Step 1: Measure Your Flight Time

Use a timing mat, force plate, or high-speed video (240fps minimum) to measure flight time accurately. The most accessible method for athletes is smartphone slow-motion video - count frames from takeoff to landing and divide by frame rate. For example, if 60 frames pass at 240fps, flight time = 60/240 = 0.250 seconds.

Step 2: Enter Basic Jump Data

Input your flight time from a single maximal jump.
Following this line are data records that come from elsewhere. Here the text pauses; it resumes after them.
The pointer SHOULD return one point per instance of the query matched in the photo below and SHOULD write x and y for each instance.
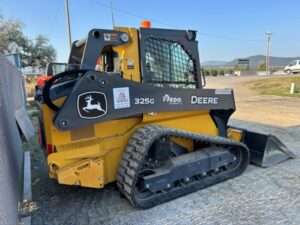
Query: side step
(265, 150)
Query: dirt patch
(276, 86)
(253, 106)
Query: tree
(35, 53)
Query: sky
(226, 29)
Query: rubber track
(137, 149)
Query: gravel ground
(260, 196)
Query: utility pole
(112, 14)
(268, 36)
(68, 22)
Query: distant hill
(254, 61)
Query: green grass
(279, 86)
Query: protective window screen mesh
(169, 64)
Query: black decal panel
(98, 97)
(91, 105)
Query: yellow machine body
(90, 156)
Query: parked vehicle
(293, 67)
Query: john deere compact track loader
(133, 110)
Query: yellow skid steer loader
(132, 109)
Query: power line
(128, 13)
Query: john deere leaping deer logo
(91, 105)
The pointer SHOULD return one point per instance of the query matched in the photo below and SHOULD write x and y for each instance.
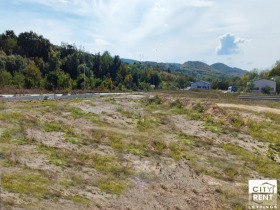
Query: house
(233, 89)
(200, 85)
(259, 84)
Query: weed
(76, 112)
(177, 103)
(112, 185)
(79, 199)
(159, 145)
(52, 126)
(175, 151)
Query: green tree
(32, 76)
(5, 78)
(18, 80)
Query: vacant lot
(161, 150)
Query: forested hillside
(31, 61)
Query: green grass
(159, 145)
(27, 182)
(79, 199)
(175, 151)
(261, 164)
(264, 131)
(112, 185)
(10, 116)
(76, 112)
(5, 136)
(52, 126)
(129, 113)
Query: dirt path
(251, 108)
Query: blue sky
(239, 33)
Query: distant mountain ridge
(196, 69)
(229, 70)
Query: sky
(239, 33)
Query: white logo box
(263, 186)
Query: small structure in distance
(259, 85)
(201, 85)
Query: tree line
(31, 61)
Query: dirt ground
(251, 108)
(147, 151)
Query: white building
(201, 85)
(260, 84)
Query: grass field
(159, 150)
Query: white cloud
(101, 42)
(229, 44)
(187, 29)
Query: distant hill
(128, 61)
(196, 69)
(200, 70)
(229, 70)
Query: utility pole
(84, 70)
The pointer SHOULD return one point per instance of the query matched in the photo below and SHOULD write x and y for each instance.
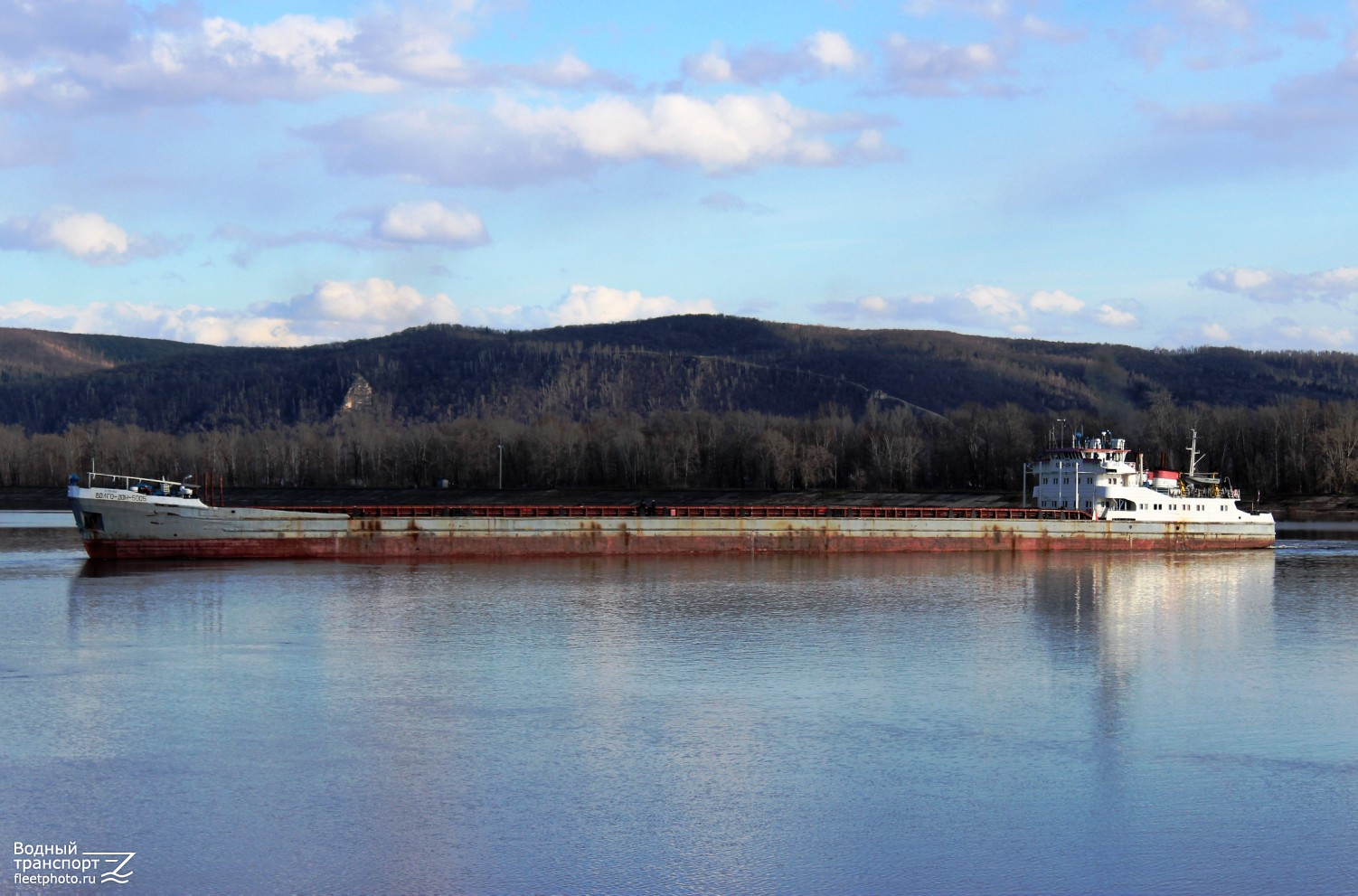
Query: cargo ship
(1087, 495)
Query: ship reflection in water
(981, 722)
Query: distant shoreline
(1290, 508)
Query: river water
(913, 724)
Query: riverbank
(1290, 508)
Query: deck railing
(755, 512)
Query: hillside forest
(654, 408)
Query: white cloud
(995, 302)
(709, 68)
(822, 54)
(834, 52)
(1111, 316)
(1055, 302)
(605, 305)
(113, 54)
(379, 305)
(1334, 286)
(333, 310)
(515, 144)
(1043, 313)
(1216, 333)
(430, 222)
(189, 324)
(927, 68)
(86, 237)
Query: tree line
(1290, 447)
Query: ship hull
(127, 528)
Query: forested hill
(49, 381)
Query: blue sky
(1157, 173)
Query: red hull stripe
(433, 546)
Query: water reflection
(882, 724)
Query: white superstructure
(1096, 476)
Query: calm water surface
(981, 724)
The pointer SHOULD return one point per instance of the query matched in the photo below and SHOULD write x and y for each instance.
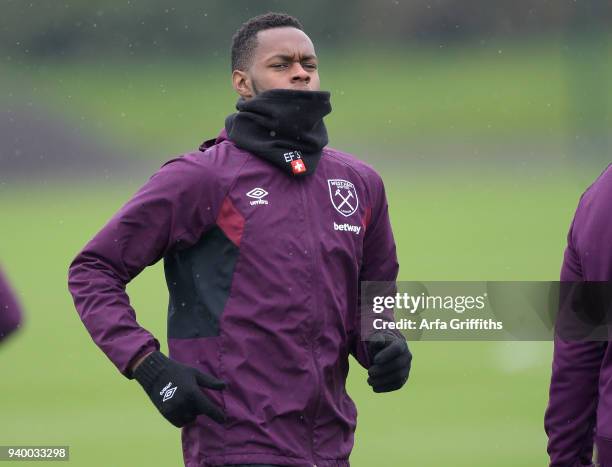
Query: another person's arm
(10, 311)
(571, 415)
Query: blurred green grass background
(467, 404)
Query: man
(579, 412)
(266, 234)
(10, 311)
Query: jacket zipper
(313, 320)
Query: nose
(300, 74)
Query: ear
(242, 84)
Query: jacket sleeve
(571, 413)
(10, 311)
(172, 210)
(379, 263)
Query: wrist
(148, 370)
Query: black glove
(391, 362)
(173, 388)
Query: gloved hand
(391, 362)
(173, 388)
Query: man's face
(283, 59)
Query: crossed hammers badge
(343, 196)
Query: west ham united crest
(343, 196)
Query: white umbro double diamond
(258, 194)
(168, 391)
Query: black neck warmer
(283, 126)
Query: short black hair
(244, 40)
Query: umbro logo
(168, 391)
(258, 194)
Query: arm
(570, 417)
(10, 311)
(170, 211)
(379, 261)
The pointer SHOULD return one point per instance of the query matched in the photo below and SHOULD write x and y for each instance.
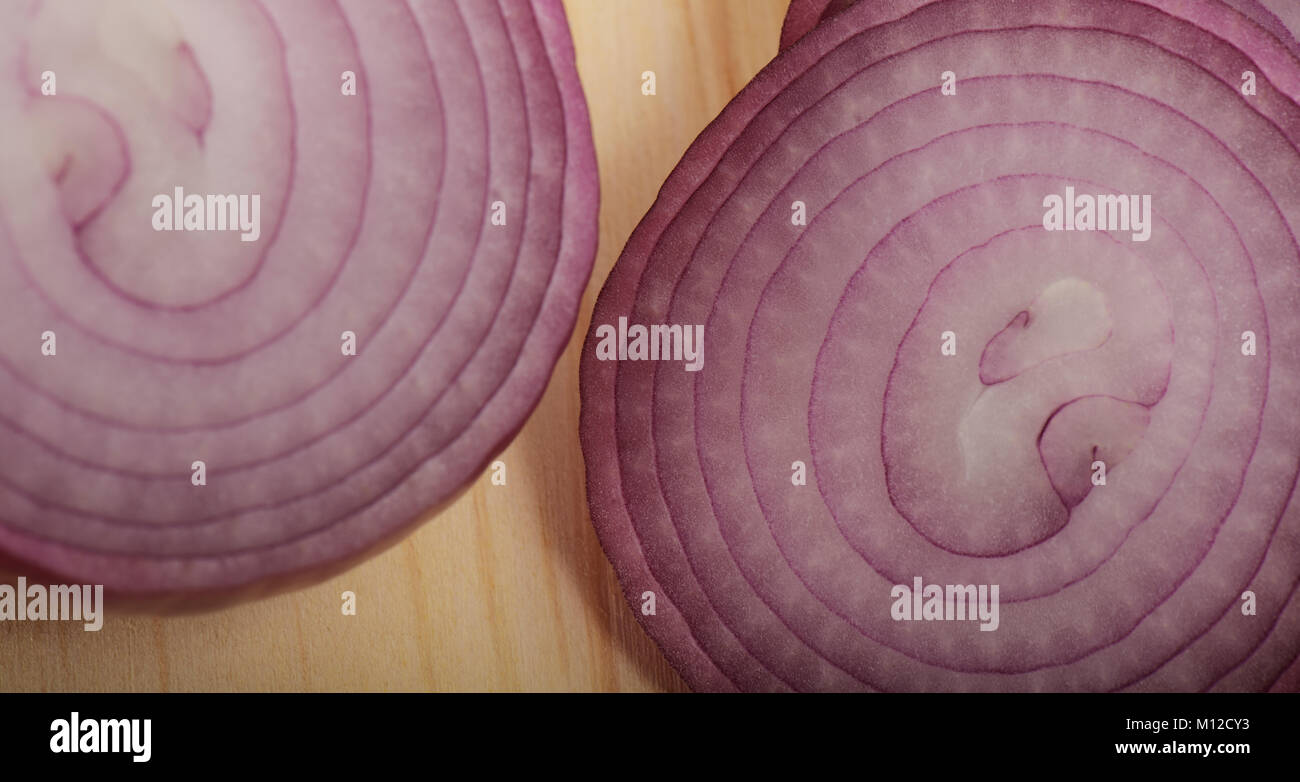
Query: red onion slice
(824, 342)
(377, 218)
The calculator instantly converts this to jump height using the validated Bosco formula: height = 4.9 × (flight time / 2)². This physics-based calculation provides ±2% accuracy for trained athletes when proper measurement technique is employed.

Step 3: Add Advanced Protocol Data (Optional)

For comprehensive analysis, perform all three jump variations (SJ, CMJ, ABK) and input each flight time. If assessing strength-power balance, add your body weight and perform a loaded squat jump with weight equal to body mass. The calculator computes all relevant indices automatically.

Step 4: Toggle Units as Needed

Switch between metric (kg, cm) and imperial (lbs, inches) using the unit toggle. The calculator automatically converts all inputs and results, ensuring consistency across measurement systems.

Step 5: Interpret Your Results

Review the calculated indices and compare to sport-specific benchmarks. The calculator provides performance level classification, identifies training priorities, and suggests appropriate sports based on your jumping profile. Elite performers should retest every 4-6 weeks to track progress, while developing athletes benefit from monthly assessments.